Rep. Elijah Cummings of Maryland and others complained at the hearing that the committee had not received complete copies of Daleiden's videos to settle the charges of deception. Chaffetz said that a federal lawsuit against CMP in California enjoins the release of the tapes and that the committee's attorney was attempting to negotiate their release.

A 1993 law allows for "reasonable" reimbursement for handling fetal tissues donated to biomedical research. Richards said that Daleiden had repeatedly offered Planned Parenthood affiliates more than 10 times the going rate of recompense — including a $1,600 payment to a Rocky Mountain affiliate in Denver — and was always turned down. Since no contracts were signed, no laws were broken in what Richards called an effort to "deceive and entrap" abortion doctors.

"The contract issue is a complete red herring because our investigation was primarily documenting existing Planned Parenthood contracts for fetal tissue and organs," Daleiden said. "We never carried negotiations to the final contract stage, although the Rocky Mountain affiliate was waiting for a final contract from us and no one refused business with us."

The hearing recessed in mid-afternoon to vote on whether to proceed with two bills: one that would defund Planned Parenthood, and another that would keep the federal government funded for the next two months.
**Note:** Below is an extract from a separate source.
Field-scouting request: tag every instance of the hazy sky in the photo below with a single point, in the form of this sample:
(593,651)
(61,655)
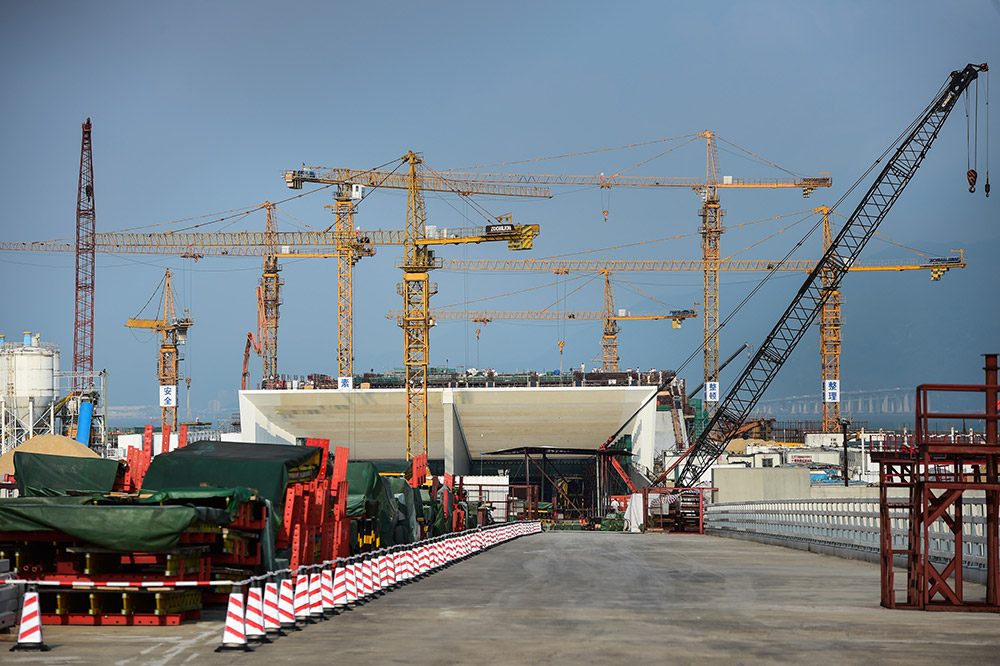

The defunding bill is expected to pass in the House of Representatives but immediately die in the Senate, while the funding bill will go on to pass there tomorrow, keeping the government in business until December.

More Planned Parenthood hearings are also expected, with four congressional committees investigating the group, including the House Oversight Committee. A fifth "select" committee is on the way, promised by departing House Speaker Boehner last Friday when he resigned.